Look for deals on software and tech
Computer equipment typically accounts for the most expensive items for school. But there are deals to be had if you know what to ask for.
Along with computers or laptops, if your student needs specific software for school, the college may offer it for a substantial discount, says Mary Hillberry, principal of Lone Pine Elementary School in Bloomfield Hills, Michigan.
Not only do some companies offer special prices for students, but many schools -- including some middle and high schools -- have deals with manufacturers to provide their products at a discount.
At the University of South Carolina, for instance, students can purchase Microsoft Office through the university website at a deep discount, says Augie Grant, a journalism professor at the university. "It's a huge source of savings."
Even if your school doesn't offer any discounts, you may not have to pay full price. Makers often offer special prices to teachers and students, says Hillberry.
No matter what the amount, make sure to compare those prices with the offerings in your favorite online or big-box electronics store, too, where discounts could be even greater than what the school or company offers.
© Bildagentur Zoonar GmbH/Shutterstock.com
Don't pay sticker price for books
Don't bother paying sticker price on books.

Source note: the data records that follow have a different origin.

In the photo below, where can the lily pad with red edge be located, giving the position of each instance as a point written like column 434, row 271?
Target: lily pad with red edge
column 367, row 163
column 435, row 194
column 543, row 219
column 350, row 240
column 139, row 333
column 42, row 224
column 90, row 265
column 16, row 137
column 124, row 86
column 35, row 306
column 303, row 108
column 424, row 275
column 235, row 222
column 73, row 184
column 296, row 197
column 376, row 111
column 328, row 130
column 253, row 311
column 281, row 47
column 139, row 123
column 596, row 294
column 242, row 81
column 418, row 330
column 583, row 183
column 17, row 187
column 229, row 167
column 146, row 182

In middle schools and high schools, books are often provided. But if your student wants to supplement the official class reading list, check e-book offerings, says Hillberry.
And don't forget used bookstores, says Proehl. "I would try that even before" going online, she says.
Note to college students: The campus bookstore isn't the only option for textbooks. And it may not even be the cheapest.
Shop online and your costs "can be one-half or less," says Grant.
Something else to keep in mind: Publishers often print international editions of their textbooks (in English), which differ only in little details, like color or cover, he says. The prices can be significantly cheaper.
If you have a class outside your major and don't think you'll need the book later for reference, consider renting it instead of buying it.
The cost is "one-half to one-third the cost of buying the book," says Grant.